Спиридон размял пальцами дешёвую «Любительскую» папиросу. Привык уже к таким репликам и не реагировал на них: каждый курит что ему по вкусу. Он видел даже одного доктора наук, дымившего «Памиром» и не стыдившегося этого.
— Так что же у тебя за дело? — немного помолчав, спросил Омельян, и в его глазах снова вспыхнула искра интереса.
— Есть небольшое предложение… Помнишь, ты говорил мне про того профессора? Ну, у которого иконы…
— Ну и что же?
— Я познакомился с одним парнем… Замки для него не проблема… — Говоря это, Климунда пристально смотрел на Иваницкого. Неужели откажется? Ведь любит же превыше всего деньги и должен решиться на риск. — Так можно эту коллекцию…
— Откуда знаешь этого парня?
— Зачем тебе?
— Так, любопытно.
— Не догадываешься, откуда такие берутся?
Иваницкий задумался.
— Твоё предложение мне в принципе нравится, — наконец вяло заговорил он. — Может, все-таки выпьешь кофе?

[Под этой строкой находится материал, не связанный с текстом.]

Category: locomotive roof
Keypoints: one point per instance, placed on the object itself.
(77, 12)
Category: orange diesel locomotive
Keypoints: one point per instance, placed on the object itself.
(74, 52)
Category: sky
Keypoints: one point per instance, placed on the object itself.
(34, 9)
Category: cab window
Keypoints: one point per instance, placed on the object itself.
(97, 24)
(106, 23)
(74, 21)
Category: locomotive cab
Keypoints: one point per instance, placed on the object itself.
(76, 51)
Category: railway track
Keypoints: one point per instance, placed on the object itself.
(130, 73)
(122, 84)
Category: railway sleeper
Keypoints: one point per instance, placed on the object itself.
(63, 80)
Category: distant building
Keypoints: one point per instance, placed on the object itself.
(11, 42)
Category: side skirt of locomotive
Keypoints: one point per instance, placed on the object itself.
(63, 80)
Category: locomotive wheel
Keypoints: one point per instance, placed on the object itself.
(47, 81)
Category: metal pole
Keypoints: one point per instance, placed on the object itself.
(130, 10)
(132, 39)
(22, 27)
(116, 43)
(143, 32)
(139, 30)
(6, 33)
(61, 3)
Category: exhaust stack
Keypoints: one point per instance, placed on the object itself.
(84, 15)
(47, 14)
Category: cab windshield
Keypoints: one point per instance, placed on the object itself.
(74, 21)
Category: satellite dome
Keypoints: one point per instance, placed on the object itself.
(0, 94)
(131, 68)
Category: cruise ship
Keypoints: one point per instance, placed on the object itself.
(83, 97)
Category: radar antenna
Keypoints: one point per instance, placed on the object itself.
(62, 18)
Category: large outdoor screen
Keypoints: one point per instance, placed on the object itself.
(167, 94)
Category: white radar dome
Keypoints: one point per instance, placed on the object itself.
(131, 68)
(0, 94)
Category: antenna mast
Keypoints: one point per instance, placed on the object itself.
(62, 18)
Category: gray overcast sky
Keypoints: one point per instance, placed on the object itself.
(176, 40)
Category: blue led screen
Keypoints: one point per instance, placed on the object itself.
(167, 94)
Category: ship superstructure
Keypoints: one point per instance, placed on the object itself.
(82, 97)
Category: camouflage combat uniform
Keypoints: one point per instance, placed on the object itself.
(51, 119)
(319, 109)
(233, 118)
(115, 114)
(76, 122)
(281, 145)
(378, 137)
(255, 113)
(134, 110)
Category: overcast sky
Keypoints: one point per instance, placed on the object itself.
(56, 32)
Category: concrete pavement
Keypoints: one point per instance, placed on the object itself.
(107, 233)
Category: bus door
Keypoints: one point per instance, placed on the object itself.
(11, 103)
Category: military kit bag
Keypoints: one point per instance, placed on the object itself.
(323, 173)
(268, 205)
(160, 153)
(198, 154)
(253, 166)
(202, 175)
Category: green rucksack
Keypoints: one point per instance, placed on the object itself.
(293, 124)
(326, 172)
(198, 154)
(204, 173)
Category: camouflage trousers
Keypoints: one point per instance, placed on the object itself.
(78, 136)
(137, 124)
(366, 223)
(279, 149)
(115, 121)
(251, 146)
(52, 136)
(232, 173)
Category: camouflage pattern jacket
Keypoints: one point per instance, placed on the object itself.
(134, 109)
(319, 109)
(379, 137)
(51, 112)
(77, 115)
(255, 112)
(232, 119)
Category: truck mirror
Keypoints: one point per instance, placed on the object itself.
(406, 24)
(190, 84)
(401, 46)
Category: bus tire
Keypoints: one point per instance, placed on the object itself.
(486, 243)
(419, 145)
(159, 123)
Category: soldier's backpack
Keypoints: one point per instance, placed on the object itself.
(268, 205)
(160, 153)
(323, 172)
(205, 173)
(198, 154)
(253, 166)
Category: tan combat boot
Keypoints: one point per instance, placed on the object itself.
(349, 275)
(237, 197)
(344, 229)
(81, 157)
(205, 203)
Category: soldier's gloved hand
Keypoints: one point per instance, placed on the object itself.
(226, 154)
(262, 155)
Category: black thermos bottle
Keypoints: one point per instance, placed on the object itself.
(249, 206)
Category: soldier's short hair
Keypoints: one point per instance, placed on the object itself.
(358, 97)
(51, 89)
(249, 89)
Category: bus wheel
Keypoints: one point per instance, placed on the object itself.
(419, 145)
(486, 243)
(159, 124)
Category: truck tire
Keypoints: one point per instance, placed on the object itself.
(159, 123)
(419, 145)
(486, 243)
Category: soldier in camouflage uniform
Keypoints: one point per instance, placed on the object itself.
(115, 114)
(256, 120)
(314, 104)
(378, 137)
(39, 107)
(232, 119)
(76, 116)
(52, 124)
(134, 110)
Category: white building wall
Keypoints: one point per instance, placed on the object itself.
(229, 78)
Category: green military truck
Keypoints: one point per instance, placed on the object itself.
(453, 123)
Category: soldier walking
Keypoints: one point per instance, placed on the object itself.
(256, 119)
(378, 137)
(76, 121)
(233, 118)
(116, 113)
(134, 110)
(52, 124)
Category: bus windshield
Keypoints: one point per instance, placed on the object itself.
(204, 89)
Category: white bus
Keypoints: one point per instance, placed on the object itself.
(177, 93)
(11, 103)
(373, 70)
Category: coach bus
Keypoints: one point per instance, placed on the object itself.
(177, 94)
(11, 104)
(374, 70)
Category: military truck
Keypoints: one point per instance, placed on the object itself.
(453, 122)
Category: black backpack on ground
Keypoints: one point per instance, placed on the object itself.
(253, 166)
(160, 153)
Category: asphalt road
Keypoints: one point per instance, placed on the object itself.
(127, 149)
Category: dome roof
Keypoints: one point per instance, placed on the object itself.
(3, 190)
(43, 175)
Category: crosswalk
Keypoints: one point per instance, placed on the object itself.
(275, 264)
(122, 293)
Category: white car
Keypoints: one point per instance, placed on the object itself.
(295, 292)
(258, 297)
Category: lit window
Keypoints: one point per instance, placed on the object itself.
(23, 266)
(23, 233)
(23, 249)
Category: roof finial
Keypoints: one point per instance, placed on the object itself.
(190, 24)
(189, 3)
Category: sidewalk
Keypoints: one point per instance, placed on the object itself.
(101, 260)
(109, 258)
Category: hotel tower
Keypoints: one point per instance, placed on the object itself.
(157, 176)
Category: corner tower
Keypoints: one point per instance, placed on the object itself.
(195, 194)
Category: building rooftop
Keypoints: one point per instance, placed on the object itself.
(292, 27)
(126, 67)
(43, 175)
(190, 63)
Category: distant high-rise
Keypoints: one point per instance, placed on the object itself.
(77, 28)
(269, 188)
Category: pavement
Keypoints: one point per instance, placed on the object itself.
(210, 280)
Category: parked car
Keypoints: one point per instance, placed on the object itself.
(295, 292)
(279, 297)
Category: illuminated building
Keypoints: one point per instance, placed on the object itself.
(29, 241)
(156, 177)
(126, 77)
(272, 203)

— Охотно… — облегчённо вздохнул Климунда.
На подкладке кепки, потерянной преступником у окружного шоссе, эксперты нашли несколько волосков. Утром майор Шульга знал, что кепку носил мужчина лет тридцати — тридцати пяти, брюнет, начавший лысеть, и что он недавно стригся. Майор даже узнал группу его крови.
Круг поисков сразу сузился. Грабитель был из Вишнянки, очевидно, строитель, примерно сорок второго года рождения. По всему видно, что он хорошо знал местность…
Весь день майор просидел с участковым инспектором Вильченко, изучая список обитателей посёлка. Оказалось, что среди них было много строителей — десятки маляров, штукатуров, столяров…
Постепенно список уменьшался… Сначала вычеркнули всех совсем молодых и пожилых. Потом Вильченко, знавший каждого жителя Вишнянки — работал тут полтора десятка лет, — вычеркнул всех белобрысых. Вне подозрений были ещё двое.
— Владимир Пухов, — объяснил Вильченко майору, — вместе с женой четыре дня назад поехал на Азовское море. А вот этот, Мазуренко, уже две недели в больнице.
В списке осталось четверо…
…Вильченко шёл впереди, а Шульга с оперативником в штатском — на некотором расстоянии за ним. Участковый держал под мышкой портфель… Они условились, что Вильченко будет заходить в дома будто бы для проверки паспортного режима, заглядывать в домовые книги и незаметно выяснять, где было позавчера вечером подозреваемое лицо.
Дальше надо было действовать, учитывая, что кто-то из четырех имеет оружие и может применить его.
Из первого дома Вильченко вышел довольно быстро. Сообщил: Казанцев в командировке. Уже вторую неделю. Их бригада что-то монтирует в Конотопе.
— Теперь Набоченко? — спросил Шульга, хотя они заблаговременно условились о порядке проверки подозреваемых.